"Why should I gain from his reward? I cannot give an answer. But this I know with all my heart, his wounds have paid my ransom."
This song, How Deep the Father's Love for Us, is circling in my head. Over and over and I find myself in tears. God has been opening my heart to be moved by his kindness. I remember several years ago, coming to him in such despair and brokenness, and finding sweet, gentle, whispering kindness from Him. I was an utter failure and yet, He did not condemn; he gently showed me the box I was trying to stuff him into. I had expectations of how I could be of use to Him, how a church plant "should" look, how things "ought" to be going, how my worth was measured... He freed me from the slavery of my expectations.
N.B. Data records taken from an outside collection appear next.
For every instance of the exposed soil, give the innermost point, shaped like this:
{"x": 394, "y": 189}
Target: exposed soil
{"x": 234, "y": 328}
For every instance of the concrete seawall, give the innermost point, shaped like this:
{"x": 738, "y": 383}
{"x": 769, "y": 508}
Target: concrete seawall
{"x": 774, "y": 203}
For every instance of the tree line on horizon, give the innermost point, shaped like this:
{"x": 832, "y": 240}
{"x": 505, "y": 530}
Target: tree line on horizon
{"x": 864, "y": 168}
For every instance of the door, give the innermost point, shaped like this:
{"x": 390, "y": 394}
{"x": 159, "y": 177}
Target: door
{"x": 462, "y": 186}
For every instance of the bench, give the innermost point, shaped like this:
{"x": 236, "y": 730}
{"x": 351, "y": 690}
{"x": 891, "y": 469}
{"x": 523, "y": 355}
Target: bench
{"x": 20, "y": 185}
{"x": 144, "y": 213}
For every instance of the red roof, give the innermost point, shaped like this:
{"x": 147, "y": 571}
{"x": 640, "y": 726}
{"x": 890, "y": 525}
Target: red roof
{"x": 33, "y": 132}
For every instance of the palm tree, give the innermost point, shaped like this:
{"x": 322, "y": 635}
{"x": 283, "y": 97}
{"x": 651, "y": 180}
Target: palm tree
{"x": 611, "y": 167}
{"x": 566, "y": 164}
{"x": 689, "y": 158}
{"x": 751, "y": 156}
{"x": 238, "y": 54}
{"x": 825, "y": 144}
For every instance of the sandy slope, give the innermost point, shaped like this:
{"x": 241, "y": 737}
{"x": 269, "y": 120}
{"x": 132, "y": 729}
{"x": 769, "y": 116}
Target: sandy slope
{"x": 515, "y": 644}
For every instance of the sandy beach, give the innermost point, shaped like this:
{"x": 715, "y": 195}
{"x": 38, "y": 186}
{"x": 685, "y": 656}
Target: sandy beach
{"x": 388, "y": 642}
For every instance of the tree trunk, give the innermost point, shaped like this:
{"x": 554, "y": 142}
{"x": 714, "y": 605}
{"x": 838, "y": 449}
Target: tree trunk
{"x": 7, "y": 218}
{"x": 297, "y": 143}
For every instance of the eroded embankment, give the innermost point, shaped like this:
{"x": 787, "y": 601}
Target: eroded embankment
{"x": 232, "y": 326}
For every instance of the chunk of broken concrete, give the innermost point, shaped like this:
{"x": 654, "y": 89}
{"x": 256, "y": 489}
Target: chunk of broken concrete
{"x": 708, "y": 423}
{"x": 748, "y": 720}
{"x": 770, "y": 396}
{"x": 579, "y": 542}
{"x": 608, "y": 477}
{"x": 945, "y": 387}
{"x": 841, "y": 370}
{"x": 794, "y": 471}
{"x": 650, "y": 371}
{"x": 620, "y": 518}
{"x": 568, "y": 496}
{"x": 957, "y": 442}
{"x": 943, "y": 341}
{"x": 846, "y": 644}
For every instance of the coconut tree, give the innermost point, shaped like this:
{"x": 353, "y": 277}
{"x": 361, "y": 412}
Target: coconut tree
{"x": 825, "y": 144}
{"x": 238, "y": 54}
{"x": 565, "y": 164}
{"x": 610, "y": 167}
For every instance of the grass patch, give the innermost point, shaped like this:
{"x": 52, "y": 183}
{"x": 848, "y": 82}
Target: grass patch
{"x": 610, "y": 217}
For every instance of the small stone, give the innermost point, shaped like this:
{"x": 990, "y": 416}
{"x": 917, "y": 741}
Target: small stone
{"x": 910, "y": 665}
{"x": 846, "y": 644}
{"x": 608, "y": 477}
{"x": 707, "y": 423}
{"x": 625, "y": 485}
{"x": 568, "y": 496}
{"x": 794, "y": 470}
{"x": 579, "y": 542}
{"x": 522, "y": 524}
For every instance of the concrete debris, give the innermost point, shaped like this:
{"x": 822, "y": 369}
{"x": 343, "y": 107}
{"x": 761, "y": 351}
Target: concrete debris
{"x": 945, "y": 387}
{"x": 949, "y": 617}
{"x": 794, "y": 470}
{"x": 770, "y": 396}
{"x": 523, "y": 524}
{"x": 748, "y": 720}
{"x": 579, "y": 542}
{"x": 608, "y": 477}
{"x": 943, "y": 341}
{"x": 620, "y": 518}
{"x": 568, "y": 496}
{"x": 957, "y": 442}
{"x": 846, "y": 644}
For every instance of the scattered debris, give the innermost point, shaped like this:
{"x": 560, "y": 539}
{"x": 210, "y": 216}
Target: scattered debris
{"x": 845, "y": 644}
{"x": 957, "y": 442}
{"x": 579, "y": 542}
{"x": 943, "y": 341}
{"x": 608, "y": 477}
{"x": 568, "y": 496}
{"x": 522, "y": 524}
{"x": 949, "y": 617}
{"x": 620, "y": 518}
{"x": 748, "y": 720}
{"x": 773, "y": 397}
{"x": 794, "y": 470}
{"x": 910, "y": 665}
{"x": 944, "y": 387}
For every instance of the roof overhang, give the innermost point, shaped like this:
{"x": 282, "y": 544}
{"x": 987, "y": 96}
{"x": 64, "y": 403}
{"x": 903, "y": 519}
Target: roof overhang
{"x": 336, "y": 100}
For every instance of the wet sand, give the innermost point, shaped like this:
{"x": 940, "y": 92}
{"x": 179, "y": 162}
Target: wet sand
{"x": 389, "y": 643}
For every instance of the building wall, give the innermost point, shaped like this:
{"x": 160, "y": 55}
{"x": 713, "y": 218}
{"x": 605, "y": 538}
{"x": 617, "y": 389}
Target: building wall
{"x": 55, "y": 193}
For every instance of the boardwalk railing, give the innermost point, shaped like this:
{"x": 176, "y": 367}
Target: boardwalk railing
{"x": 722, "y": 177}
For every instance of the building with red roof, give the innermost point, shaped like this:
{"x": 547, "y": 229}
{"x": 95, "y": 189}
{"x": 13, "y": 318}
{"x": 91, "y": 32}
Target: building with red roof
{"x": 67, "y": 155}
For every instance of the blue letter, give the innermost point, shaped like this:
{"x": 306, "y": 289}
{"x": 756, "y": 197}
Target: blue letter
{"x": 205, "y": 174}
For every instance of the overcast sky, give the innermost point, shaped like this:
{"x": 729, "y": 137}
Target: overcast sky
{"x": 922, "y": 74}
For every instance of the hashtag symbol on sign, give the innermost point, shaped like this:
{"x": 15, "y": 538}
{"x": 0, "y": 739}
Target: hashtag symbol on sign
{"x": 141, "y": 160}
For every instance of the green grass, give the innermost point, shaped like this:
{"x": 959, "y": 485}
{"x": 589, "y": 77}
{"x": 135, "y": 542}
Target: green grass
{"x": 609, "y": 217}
Then a few years later, He soothed the wounds of failure again, only this time in the context of relationship. Again, He came to me like He came to Elijah- with a still, small voice in the midst of wind, earthquake and fire. He breathed his sweet breath onto my crushed dreams and lifted my chin. What a gentle Savior. He freed me from the slavery of other's expectations.
Two weeks ago I watched a YouTube video someone had posted to Facebook. I can't find the exact one now, but I'm sure you're seen similar ones. It was a montage of acts of kindness: a disabled child making their first basket while the entire gym cheers for them, a professional athlete giving his game jersey to the severely disabled man in the wheelchair, a professional runner who tore his hamstring mid-race whose father jumped the barricade to help him finish, etc. I found myself sobbing. Sobbing. Why? Why was I so moved? It was the kindness shown to people who were utterly helpless and incapable of attaining this thing alone.
How can a YouTube video move me to tears when I can yawn when thinking about the Atonement? What greater kindness is there in the universe? I think I can gloss over God's kindness to me in Christ so easily because I don't see myself as the disabled 10 year old basketball player or the injured and weeping runner; I want to identify with the professional athlete who won the game. How quickly can I forget my brokenness? How easily do I slip back into the slavery of functioning out of my measly strength...
And yet,
He is kind to me. He knows my ineptitude. He knows my complete inability to make the basket on the first, second, third try. He sees my weakness and brokenness and He did something so far beyond running across the field to give me His game jersey. He took on my weakness and suffered alongside me. What other god in the history of the world has so identified with his people in their pain? None.
May His eternal kindness always bring tears to my eyes. Tears of gratitude and joy. Tears of relief and humility. May His kindness to me pour out of me into the broken and hurt people around me. May He remind me of my freedom, "It is for freedom Christ has set us free; stand firm therefore, and do not submit again to a yoke of slavery." Gal 5:1.
1 comment:
It seems to me that you relate to the people in the video clip because you see God's love reflected in their kindness, and your tears at the beginning of the blog demonstrate that understanding too.